Primary deliverables of this page: (1) a minimal interface definition, (2) a trustworthy sensor-to-trigger path, (3) actuator drive + diagnostics, and (4) an evidence packet structure that survives EMC and power transients.
Upstream inputs (interface level only):
- Wheelset sensing: axle speed sources such as encoder/VR/Hall (handled here only as conditioned inputs and quality flags).
- Motion confirmation: acceleration channel(s) to suppress false positives and to validate rapid changes.

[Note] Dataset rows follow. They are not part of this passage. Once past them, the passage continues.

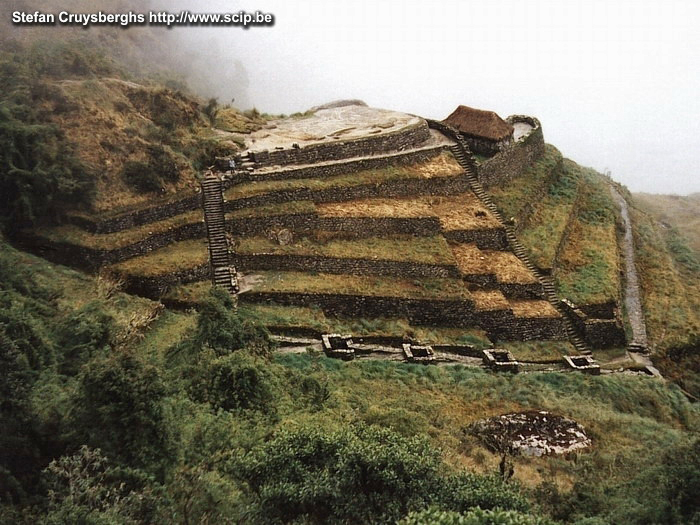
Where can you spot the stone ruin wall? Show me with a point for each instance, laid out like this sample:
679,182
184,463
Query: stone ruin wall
501,324
407,138
515,157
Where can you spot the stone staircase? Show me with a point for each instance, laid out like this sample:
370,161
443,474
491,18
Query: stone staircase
461,152
222,273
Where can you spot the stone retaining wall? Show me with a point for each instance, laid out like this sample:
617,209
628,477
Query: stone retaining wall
515,157
485,239
138,217
336,265
396,188
367,226
91,259
408,138
156,286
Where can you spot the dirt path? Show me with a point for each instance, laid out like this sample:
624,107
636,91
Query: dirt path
633,301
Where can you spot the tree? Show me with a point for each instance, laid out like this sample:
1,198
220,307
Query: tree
119,408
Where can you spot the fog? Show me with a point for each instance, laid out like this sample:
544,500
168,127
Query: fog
615,83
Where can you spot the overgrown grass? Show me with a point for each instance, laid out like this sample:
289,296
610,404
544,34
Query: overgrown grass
671,300
538,350
427,288
178,256
543,232
111,241
588,268
513,197
441,166
429,250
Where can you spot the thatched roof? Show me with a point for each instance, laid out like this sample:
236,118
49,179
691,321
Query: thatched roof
479,123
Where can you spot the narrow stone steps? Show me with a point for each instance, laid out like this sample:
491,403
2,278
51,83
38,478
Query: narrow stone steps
460,152
222,273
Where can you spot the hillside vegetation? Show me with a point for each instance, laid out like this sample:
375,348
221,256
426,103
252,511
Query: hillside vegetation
79,132
227,432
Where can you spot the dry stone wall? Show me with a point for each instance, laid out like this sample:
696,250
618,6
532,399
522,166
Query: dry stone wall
515,157
396,188
336,265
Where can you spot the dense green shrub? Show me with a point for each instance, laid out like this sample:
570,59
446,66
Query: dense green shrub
118,408
141,176
237,382
82,334
475,517
357,475
39,174
220,328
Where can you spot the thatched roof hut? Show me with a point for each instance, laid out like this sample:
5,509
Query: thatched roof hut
480,124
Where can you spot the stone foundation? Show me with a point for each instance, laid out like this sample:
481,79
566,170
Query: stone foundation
515,157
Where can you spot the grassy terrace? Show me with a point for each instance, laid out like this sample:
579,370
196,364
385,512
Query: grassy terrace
539,350
110,241
489,300
504,265
395,208
462,212
536,308
459,212
299,317
443,165
430,250
512,199
544,230
588,269
297,282
271,210
174,257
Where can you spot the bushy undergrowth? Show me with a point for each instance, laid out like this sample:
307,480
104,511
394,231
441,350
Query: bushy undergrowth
213,427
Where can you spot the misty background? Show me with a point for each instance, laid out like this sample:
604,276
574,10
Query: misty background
615,83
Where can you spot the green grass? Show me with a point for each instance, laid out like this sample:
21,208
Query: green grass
177,256
538,350
110,241
314,318
71,290
441,166
282,208
296,282
543,231
625,416
588,268
526,189
429,250
670,297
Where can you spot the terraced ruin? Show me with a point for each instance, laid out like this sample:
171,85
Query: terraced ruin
349,216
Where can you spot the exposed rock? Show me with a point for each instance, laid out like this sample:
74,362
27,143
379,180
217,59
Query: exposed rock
531,433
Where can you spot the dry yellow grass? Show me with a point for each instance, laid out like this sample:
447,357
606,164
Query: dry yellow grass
529,308
177,256
470,260
508,268
504,265
462,212
111,241
298,282
400,208
487,300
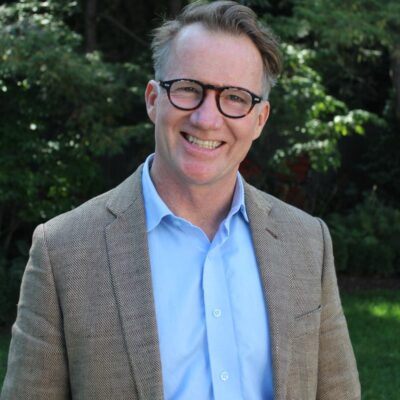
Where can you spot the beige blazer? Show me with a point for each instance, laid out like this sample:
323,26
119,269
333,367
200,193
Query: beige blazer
86,326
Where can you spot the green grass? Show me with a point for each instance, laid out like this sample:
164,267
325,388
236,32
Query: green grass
374,323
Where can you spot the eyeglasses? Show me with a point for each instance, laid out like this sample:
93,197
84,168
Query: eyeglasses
189,94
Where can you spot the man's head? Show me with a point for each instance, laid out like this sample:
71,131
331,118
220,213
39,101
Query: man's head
220,16
208,101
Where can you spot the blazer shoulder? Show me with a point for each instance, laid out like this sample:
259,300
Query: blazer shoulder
95,214
278,210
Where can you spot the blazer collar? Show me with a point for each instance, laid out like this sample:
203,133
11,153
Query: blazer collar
276,274
131,276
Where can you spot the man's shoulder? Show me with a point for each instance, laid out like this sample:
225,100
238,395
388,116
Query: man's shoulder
277,208
96,213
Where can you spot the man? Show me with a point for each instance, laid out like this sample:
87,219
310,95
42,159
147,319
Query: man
185,282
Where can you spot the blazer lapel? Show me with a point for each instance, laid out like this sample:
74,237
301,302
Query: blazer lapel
131,276
276,275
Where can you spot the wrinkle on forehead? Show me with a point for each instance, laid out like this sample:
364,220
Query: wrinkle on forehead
203,52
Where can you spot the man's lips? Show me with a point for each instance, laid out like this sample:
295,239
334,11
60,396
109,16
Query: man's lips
205,144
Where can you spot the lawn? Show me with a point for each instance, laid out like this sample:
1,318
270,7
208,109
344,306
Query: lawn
374,323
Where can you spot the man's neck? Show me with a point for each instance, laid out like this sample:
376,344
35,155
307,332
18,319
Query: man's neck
203,205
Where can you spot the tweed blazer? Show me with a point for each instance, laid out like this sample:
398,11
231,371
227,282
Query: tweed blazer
86,326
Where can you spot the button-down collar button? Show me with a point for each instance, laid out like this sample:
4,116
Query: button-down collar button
224,376
217,312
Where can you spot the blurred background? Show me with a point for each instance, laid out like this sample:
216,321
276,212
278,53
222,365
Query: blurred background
73,124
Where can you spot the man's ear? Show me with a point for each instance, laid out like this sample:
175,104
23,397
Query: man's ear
150,97
262,118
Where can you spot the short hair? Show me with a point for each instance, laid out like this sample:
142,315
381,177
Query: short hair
220,16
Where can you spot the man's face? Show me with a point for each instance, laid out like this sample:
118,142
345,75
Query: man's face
202,146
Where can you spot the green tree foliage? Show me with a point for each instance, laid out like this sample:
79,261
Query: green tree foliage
366,240
61,111
306,118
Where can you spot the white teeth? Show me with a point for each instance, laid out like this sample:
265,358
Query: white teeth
206,144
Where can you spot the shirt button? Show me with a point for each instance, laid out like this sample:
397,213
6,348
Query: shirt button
217,312
224,376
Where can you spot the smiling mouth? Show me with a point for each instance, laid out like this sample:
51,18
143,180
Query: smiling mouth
205,144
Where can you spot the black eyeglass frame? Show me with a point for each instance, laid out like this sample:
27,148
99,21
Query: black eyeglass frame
218,89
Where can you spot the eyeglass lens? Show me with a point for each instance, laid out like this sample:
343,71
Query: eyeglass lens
188,95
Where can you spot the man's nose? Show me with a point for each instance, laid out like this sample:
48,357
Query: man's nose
207,116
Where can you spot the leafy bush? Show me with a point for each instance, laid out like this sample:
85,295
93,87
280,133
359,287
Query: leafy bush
61,111
367,240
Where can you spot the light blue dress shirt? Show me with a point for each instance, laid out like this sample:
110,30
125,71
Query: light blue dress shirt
210,308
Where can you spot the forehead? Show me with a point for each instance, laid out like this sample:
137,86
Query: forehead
215,57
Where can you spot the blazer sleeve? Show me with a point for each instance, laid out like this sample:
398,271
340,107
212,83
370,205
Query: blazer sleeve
337,371
37,361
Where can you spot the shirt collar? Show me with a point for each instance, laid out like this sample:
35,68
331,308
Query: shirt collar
156,209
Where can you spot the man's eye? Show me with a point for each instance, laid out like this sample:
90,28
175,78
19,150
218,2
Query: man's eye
234,98
186,89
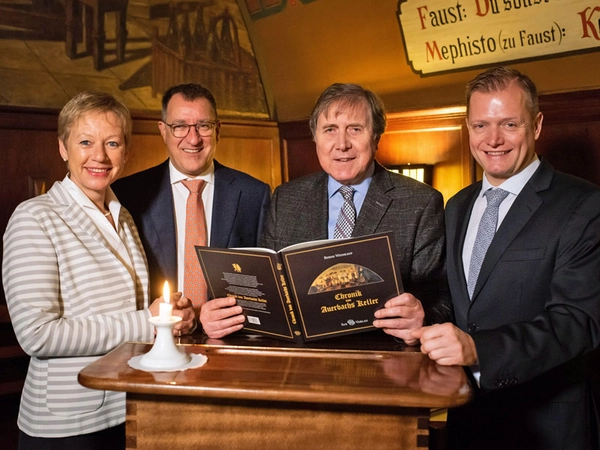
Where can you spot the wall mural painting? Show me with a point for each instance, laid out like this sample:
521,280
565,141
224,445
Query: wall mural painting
264,8
135,49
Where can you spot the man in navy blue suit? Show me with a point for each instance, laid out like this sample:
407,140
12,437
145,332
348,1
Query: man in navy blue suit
234,202
528,324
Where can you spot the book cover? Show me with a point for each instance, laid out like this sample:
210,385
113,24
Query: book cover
309,291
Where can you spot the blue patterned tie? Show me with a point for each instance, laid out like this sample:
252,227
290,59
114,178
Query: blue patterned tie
485,234
347,216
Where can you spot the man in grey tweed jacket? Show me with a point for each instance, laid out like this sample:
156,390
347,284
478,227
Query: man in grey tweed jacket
347,123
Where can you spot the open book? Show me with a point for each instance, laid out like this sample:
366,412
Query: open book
308,291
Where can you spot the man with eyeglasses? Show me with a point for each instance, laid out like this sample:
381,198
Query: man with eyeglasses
234,202
527,303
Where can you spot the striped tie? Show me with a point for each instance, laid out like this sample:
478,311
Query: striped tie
347,216
194,284
485,234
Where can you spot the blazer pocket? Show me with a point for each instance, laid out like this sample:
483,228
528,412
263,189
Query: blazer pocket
65,396
529,254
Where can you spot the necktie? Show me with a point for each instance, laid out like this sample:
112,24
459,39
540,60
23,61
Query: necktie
194,285
485,234
347,216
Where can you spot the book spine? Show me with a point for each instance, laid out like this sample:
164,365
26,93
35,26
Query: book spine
293,317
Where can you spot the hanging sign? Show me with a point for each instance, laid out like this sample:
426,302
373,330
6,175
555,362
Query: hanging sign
446,35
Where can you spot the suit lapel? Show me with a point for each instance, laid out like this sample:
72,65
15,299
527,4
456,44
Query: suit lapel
376,203
160,216
525,205
457,235
76,214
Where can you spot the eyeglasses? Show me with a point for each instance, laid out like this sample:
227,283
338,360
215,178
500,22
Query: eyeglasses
506,127
181,130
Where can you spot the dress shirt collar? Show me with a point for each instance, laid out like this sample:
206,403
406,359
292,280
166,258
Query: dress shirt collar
176,176
515,184
361,188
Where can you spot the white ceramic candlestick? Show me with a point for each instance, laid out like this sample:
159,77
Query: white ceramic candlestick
164,354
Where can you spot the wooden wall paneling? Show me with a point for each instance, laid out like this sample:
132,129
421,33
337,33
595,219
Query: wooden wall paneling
570,137
432,136
252,147
299,151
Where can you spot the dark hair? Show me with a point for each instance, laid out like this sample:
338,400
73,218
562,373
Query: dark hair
500,78
350,95
190,92
87,101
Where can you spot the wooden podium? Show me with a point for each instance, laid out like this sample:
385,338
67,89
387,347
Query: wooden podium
256,397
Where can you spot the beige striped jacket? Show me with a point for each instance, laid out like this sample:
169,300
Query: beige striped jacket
70,300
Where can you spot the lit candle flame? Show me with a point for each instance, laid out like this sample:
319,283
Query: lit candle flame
165,307
166,292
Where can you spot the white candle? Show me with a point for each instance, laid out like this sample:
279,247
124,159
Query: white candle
165,308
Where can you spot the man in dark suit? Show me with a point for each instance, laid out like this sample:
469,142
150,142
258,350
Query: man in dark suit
235,203
529,329
347,123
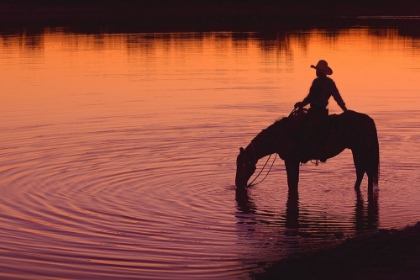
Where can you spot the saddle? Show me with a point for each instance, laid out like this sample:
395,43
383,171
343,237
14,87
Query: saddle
311,132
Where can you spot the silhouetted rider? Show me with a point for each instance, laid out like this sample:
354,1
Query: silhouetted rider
321,90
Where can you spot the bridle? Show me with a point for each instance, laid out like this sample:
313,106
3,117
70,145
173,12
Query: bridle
255,157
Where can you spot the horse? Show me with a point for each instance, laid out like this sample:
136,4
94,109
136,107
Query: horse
348,130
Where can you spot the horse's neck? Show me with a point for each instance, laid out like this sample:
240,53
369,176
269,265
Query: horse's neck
259,150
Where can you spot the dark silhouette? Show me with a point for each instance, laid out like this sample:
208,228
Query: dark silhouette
350,129
321,90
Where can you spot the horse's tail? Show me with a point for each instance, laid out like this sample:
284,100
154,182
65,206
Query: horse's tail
373,157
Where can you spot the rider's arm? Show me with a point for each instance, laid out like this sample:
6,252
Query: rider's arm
337,97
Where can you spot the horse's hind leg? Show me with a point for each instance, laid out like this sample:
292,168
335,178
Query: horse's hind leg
360,165
292,169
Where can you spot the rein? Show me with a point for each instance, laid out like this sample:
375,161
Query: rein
251,184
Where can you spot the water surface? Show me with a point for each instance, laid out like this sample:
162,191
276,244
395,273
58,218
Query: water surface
117,155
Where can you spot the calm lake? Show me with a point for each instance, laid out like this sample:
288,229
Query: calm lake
118,150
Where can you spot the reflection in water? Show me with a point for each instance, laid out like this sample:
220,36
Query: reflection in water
118,145
292,211
367,220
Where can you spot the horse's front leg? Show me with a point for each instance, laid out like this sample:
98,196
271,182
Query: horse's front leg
292,169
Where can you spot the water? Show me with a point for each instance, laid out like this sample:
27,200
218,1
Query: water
117,156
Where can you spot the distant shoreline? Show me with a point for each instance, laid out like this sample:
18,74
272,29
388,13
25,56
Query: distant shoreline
203,16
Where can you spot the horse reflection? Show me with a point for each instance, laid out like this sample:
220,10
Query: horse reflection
367,220
292,210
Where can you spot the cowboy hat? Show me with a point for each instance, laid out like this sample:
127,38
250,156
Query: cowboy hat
322,66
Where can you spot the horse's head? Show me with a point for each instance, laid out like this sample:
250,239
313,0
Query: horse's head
245,167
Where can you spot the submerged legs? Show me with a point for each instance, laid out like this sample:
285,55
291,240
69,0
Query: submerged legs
361,165
292,169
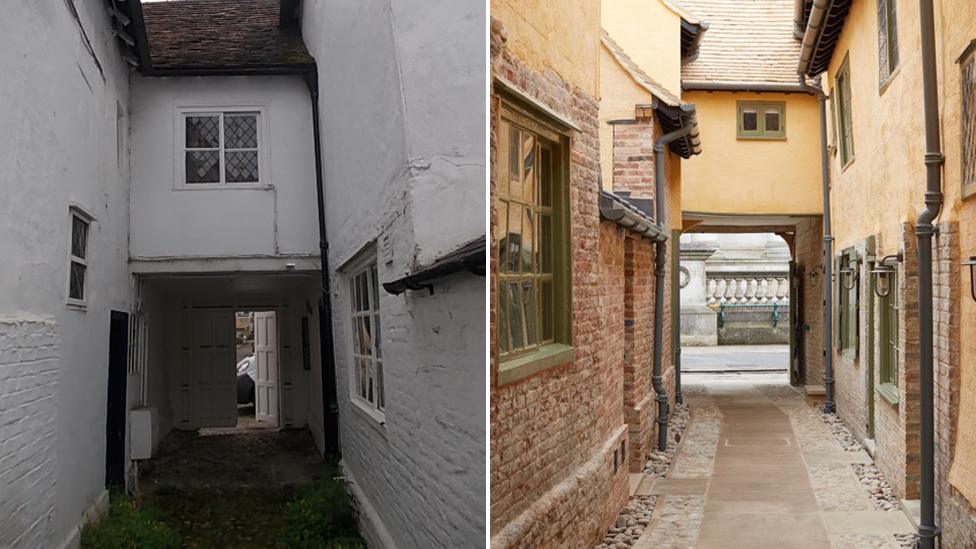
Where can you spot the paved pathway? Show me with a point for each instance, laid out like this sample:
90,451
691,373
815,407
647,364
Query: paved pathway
735,358
758,468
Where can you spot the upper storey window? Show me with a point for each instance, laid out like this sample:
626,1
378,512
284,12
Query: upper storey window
887,39
221,148
765,120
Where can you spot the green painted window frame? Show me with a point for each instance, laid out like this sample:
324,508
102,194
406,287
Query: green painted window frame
889,343
845,125
761,107
528,146
967,82
887,40
849,302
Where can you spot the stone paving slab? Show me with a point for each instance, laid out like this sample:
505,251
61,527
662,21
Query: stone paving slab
758,467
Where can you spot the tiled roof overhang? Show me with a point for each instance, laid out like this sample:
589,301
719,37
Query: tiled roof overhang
672,112
233,37
621,211
824,26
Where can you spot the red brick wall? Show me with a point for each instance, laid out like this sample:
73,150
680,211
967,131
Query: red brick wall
955,516
554,434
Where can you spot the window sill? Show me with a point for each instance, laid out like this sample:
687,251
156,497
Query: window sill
761,137
889,392
374,417
223,186
883,86
549,356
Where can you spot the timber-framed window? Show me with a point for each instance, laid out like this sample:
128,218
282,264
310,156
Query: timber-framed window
889,343
221,147
967,64
78,256
887,40
845,137
761,120
848,274
531,231
367,352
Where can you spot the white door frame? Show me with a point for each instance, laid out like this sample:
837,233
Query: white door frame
232,305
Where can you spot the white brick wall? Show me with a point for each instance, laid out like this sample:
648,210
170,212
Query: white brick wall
28,410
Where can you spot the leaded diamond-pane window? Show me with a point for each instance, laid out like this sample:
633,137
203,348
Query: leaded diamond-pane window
221,148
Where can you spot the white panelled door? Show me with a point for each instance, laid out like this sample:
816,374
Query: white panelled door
212,376
266,357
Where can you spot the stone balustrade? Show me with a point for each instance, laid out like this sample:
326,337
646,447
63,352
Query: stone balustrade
748,288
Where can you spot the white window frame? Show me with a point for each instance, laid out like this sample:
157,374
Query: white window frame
76,211
365,263
264,160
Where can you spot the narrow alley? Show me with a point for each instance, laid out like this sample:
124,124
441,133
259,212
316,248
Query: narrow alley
758,459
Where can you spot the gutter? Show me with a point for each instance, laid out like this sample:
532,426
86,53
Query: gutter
828,248
613,208
660,249
743,87
924,230
330,407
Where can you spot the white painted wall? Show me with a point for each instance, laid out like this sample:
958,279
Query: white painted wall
58,146
277,220
402,105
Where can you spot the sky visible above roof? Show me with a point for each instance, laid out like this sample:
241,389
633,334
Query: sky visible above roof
747,42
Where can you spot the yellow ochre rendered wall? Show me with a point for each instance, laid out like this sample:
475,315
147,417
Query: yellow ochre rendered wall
650,33
561,35
619,95
745,176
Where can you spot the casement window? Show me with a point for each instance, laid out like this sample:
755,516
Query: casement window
78,256
766,120
968,79
531,232
367,354
887,39
848,310
845,137
221,148
889,343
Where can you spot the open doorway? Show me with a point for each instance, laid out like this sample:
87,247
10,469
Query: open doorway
257,351
737,304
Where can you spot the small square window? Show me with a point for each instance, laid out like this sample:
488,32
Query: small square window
761,120
221,148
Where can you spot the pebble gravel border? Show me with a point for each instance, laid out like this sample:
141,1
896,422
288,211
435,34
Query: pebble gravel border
874,482
636,514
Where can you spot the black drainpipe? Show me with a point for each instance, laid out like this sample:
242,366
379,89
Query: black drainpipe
927,529
330,407
828,251
660,250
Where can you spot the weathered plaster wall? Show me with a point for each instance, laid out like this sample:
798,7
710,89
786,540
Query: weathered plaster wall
650,32
402,121
785,180
278,219
556,35
59,147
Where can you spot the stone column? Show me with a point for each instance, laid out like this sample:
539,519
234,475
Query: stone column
699,323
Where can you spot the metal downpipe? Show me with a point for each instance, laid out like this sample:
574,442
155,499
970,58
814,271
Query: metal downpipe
660,250
330,406
924,230
828,251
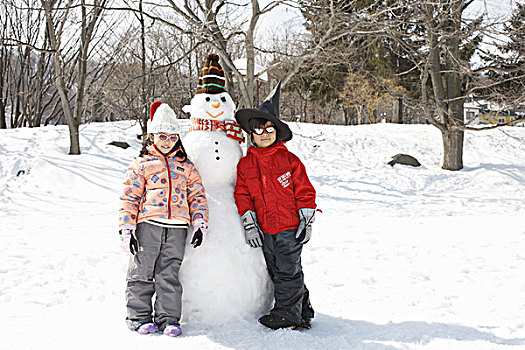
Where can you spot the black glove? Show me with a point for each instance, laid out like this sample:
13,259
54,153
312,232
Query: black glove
129,241
197,238
304,231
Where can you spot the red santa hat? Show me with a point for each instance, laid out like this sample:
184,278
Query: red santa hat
162,119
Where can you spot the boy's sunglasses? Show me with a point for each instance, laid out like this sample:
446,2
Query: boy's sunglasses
268,129
164,137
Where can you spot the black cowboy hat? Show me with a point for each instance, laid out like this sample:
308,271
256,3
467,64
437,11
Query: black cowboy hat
268,110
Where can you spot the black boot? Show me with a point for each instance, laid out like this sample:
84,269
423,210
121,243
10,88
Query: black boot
307,312
275,322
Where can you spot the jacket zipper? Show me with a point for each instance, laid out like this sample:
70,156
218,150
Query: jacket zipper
169,181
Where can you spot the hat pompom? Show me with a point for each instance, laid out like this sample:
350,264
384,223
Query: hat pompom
211,79
153,108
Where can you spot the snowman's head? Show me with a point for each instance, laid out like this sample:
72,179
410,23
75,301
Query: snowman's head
218,107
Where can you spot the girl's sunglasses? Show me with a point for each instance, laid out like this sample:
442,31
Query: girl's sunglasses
164,137
268,129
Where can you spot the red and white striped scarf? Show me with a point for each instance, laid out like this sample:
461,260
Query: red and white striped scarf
233,130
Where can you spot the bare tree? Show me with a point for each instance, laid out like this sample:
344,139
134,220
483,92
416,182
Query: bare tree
57,14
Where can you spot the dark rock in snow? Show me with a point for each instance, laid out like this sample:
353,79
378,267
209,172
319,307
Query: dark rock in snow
404,159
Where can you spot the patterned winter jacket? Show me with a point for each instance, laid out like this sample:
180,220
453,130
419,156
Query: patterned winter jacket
162,186
273,183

- Commands: driver/TCMS sanding enable/disable and mode selection (no TCMS internal architecture here).
- Traction/brake requests: “request/state lines” only (no traction inverter or brake controller internal algorithms).
System outputs (what this page owns):
- Actuation: sand valve drive and/or auger/feeder motor control, including safe defaults and diagnostics.
- Dosing primitives: commanded duty/level with speed-aware limiting and anti-chatter behavior.
- Evidence: event triggers, fault codes, counters, and a compact record suitable for post-incident review.
Environmental constraints (rail-specific):
- EN 50155: wide input variations, undervoltage dips, temperature extremes, and restart behavior that must not corrupt evidence.
- EN 50121: strong EMC where false triggers often originate from common-mode coupling and command-line glitches.
Explicit non-scope (to prevent overlap):
- Traction inverter power stage design, IGBT/SiC gate-driver deep design, or DC-link control internals.
- Brake control unit internal closed-loop algorithms and pneumatic/hydraulic control details (only interface-level signals are referenced).
- CBTC/ETCS signaling, passenger systems, wayside/station systems, and traction substations.
H2-2. User Intent & Failure Narrative: What engineers actually search for
Sanding and anti-slip functions are rarely “tuned for comfort.” They are deployed to control risk under low adhesion (rain, snow, leaf film, oil contamination) while keeping the system measurable and defensible. Real-world searches cluster around a small set of failure narratives. Each narrative should map to: mechanism → evidence fields → first corrective action.
Narrative A — Slip detection is unreliable (false positives or missed events).
- Likely mechanism: speed input quality collapses (jitter, dropout, saturation), or detection lacks stable hysteresis/gating.
- Evidence to capture:
speed_quality_flag,jitter_est,dropout_count,enter_reason,exit_reason. - First fix: enforce quality gating (do not confirm slip when the input is not trustworthy), then widen hysteresis to prevent chatter.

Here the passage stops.